It's Sunday evening and after a week filled with 19th-century sentimental fiction, I feel whimsical.
The downside of studying literature is that though you do get to fill your life with reading interesting things, it's not necessarily that the assigned reading is what interests you at that particular moment...
So I started drawing up a list of what I'd really feel like reading now (but can't because I'm reading lots of other things). On top of the list is Stevie Smith. I only ever get to read her poems online, without the drawings, and read essays that mention the drawings but never reprint them. I need to change that. (And why did I ever give up drawing?
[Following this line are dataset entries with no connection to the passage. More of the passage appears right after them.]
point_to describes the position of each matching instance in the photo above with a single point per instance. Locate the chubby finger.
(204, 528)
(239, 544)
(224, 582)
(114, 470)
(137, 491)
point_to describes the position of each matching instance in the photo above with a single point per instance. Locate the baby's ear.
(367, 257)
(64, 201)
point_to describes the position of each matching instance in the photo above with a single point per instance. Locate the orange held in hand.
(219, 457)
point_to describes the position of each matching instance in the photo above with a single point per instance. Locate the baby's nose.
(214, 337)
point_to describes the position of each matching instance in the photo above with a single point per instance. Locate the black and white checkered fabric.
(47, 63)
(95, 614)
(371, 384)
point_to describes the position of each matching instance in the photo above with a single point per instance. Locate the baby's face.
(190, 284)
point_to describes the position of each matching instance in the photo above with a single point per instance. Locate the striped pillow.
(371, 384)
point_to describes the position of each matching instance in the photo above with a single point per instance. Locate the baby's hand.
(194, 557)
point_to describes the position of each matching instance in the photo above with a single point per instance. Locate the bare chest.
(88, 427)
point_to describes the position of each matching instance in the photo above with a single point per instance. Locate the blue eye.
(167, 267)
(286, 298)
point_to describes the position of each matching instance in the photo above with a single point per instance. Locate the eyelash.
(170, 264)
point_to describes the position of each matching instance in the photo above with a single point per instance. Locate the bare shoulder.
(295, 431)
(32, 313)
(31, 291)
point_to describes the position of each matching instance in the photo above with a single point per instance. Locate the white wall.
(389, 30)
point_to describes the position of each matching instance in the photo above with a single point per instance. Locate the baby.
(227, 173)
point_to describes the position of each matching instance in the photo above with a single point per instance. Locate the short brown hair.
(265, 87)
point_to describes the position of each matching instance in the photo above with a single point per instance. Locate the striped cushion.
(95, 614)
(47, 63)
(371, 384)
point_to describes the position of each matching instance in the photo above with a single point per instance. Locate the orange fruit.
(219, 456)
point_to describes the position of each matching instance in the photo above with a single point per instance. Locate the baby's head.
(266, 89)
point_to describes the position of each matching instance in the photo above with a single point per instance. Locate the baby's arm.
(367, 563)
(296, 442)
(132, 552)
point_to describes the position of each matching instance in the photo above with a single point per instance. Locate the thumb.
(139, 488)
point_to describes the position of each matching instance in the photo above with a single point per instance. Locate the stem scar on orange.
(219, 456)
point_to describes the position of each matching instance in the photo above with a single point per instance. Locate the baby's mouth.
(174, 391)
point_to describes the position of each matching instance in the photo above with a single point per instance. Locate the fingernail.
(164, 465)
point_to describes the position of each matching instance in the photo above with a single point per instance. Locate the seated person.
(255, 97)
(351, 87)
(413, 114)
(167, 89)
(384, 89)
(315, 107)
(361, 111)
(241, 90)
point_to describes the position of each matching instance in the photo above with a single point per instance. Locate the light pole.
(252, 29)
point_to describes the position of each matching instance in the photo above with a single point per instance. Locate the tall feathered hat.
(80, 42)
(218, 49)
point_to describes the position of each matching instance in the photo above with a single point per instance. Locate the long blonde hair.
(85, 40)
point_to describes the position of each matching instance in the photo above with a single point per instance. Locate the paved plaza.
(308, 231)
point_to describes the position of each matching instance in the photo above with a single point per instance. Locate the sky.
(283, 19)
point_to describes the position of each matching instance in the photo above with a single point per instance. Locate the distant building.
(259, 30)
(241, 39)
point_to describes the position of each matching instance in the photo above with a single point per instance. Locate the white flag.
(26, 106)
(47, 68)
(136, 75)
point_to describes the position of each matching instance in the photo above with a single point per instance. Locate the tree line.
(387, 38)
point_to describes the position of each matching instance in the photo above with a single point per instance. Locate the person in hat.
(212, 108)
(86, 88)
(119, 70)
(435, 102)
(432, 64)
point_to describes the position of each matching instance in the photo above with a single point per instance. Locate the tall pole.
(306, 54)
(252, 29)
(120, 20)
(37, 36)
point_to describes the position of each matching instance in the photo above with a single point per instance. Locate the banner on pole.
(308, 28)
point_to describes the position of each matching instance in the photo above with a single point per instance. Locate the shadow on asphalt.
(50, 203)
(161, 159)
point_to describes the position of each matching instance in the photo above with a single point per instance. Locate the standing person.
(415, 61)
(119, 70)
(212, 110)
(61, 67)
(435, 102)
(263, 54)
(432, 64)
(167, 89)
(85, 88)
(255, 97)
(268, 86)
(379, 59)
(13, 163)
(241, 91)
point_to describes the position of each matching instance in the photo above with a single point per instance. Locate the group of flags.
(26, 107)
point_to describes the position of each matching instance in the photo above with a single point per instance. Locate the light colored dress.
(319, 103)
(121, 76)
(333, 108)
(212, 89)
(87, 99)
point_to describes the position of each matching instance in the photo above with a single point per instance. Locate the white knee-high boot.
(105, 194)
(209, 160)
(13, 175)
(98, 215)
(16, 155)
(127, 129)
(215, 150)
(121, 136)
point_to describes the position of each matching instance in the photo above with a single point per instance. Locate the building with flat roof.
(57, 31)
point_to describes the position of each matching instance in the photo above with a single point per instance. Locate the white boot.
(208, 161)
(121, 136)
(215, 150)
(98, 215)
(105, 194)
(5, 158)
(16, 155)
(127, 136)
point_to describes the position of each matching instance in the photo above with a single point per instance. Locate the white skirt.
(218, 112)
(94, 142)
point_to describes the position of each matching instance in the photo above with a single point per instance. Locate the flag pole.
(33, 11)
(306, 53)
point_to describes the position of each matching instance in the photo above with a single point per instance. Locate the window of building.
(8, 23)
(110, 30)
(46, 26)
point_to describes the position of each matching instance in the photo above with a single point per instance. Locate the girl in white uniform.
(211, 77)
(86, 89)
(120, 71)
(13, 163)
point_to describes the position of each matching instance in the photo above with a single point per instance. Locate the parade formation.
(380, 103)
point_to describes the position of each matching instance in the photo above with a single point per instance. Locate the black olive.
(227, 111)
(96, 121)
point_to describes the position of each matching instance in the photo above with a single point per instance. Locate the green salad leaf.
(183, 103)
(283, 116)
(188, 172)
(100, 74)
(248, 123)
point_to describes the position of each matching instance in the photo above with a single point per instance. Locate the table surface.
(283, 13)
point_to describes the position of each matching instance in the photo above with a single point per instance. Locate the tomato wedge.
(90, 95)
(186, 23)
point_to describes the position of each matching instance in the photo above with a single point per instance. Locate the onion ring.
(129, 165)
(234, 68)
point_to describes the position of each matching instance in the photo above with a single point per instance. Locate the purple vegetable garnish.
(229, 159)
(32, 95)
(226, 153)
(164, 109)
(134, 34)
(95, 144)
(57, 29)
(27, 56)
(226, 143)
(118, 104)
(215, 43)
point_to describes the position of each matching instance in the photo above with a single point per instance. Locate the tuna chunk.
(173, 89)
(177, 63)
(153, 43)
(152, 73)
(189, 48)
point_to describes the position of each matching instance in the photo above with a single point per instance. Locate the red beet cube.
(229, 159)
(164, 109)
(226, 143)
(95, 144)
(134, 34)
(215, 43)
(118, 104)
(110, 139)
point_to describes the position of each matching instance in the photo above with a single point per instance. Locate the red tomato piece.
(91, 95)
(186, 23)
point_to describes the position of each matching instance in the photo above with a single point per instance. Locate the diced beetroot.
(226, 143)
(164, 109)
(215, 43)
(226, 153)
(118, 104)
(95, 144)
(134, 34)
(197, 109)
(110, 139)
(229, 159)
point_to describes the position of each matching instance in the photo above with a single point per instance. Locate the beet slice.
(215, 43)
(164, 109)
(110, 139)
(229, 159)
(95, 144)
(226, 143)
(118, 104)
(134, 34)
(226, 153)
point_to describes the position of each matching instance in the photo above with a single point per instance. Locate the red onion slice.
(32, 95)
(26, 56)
At least I'd have another way to vent...) She's fun, brief, morbid, and didn't waste her time writing lofty manifestos. (Although I don't think planning and going about your suicide is a better way to spend your time.)
I'd also like to read Elaine Dundy's The Dud Avocado (since reading this post; yes, I know I didn't exactly run to get the book asap).
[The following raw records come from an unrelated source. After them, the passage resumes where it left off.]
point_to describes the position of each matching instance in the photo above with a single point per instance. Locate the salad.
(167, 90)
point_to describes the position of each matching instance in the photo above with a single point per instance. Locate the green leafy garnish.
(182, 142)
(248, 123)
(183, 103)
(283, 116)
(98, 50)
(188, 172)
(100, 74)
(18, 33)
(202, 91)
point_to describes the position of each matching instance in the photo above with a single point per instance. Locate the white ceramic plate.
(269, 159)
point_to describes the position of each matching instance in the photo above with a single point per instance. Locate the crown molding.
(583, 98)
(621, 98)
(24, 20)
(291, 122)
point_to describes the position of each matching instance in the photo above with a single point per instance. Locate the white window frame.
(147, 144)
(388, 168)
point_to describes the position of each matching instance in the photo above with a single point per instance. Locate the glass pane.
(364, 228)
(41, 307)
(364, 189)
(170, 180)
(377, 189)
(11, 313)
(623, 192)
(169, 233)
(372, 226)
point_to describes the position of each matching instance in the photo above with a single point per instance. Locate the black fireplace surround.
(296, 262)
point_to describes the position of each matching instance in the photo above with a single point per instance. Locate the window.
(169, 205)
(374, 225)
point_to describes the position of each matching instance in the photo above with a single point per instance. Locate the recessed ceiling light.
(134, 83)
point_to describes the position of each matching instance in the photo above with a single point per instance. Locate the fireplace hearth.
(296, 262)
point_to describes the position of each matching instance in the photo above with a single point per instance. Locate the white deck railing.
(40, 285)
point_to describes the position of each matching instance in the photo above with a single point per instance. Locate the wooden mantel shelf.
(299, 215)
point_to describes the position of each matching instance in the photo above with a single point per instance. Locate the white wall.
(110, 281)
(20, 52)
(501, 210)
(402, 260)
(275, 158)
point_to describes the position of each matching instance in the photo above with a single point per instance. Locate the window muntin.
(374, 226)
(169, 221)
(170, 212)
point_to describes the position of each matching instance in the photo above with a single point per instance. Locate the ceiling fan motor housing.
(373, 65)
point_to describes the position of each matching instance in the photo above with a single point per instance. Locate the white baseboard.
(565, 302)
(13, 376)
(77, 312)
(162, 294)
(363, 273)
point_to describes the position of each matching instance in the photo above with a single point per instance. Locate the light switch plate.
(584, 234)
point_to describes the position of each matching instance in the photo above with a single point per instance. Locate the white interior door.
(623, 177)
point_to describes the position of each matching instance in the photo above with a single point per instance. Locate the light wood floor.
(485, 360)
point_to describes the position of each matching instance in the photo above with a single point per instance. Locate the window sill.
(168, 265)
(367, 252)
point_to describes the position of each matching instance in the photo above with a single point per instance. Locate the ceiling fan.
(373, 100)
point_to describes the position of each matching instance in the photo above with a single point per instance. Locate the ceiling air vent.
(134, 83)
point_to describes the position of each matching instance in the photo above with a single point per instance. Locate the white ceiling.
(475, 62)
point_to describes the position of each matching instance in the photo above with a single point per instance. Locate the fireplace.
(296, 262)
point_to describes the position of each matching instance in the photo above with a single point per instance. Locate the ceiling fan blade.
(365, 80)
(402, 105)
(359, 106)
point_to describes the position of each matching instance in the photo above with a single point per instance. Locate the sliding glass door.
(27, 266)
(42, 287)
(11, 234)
And Mary Jo Bang's last (i.e. most recent) book of poems. It took me shamefully long to get it.
This children's book, which I read at least three times as a child.
Since I already got in this oddly confessional mode (because I'm drafting a paper on the confessional poetry), I might as well say that I'm pushing away reading a batch of essays on New Criticism and its impact on contemporary literary criticism (snoring already?) by contemplating whether I should make myself another mug of tea with soymilk. Soymilk is fat and so New Criticism has better dietary effects.
(Snoring already?) Off, then, from the realm of unread to the realm of reading assignments...
PS: Tea in the US deserves a separate post.